It Takes A Village to Protect a Rhino

01 / 15 / 2014
Return to BlogI am thrilled to be starting my first crowd funding campaign with the new site, IndieVoices and I’m incredibly grateful to The Photo Society, for selecting it to be among the first that they launch. The New York Times ran an interview about this project. Read more about it here.
This is an important story I began with The Nature Conservancy about indigenous communities uniting to combat poaching in Northern Kenya. If this is an issue you support, please share this link. My stories will focus on the indigenous nomadic communities of Northern Kenya on the frontlines of the poaching wars and their efforts to preserve community cohesion, ultimately the best immunization against forces that threaten their wildlife and their way of life.
Commercial poaching organized by sophisticated heavily armed criminal networks and fueled by heavy demand from newly minted millionaires in emerging markets is devastating the amazing mega-fauna of the African plains. It is entirely possible, even likely, that if the current trajectory of death continues, rhinos, elephants and a host of lesser know plains animals will be functionally extinct in our lifetimes.
Much needed attention has been focused on the plight of wildlife and the conflict between heavily armed poacher and increasingly militarized wildlife rangers. However, the compelling story of indigenous communities caught in the cross-hairs of the poaching wars, and who may hold the key to saving Africa’s great animals, is largely untold.
The vast arid landscape of savannah, thorn-scrub and forested sky islands is populated by 14 indigenous semi-nomadic ethnicities– Bajun, Boni, Borana, Giriama, Maasai, Ntorobo, Njemps, Ormoa, Pokomo, Pokot, Rendillie, Samburu, Somali, and Turkana. Healthy populations of elephants including some massive tuskers roam this region while endangered black rhino, Grevy’s zebra and Hirola antelope hold on in globally significant numbers. But armed poachers taking advantage of the porous borders of Somalia, and South Sudan put wildlife and people at grave risk, increasing instability, inter-clan conflict, and lawlessness. While government and private conservation organizations fight to strengthen anti-poaching efforts, communal cohesion with and between communities is the fabric upon which conservation depend.
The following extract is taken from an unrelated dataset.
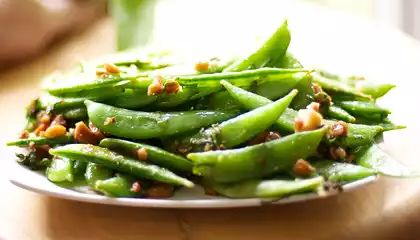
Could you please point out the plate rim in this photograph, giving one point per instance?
(70, 194)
Twenty-six indigenous groups covering 2.5 million hectares of Northern Kenya have begun to lay down their guns, relying on dialogue rather than warfare to settle inter-tribal conflict and collectively manage wildlife within their lands. They are beginning to reap the benefits of their efforts as both conservation and tourism dollars flows into this extremely poor region. And by managing grazing jointly they can better safeguard against the unpredictability of drought and climate change. Poaching now threatens their recent successes and may rip apart fragile communities and permanently end a nomadic way of life.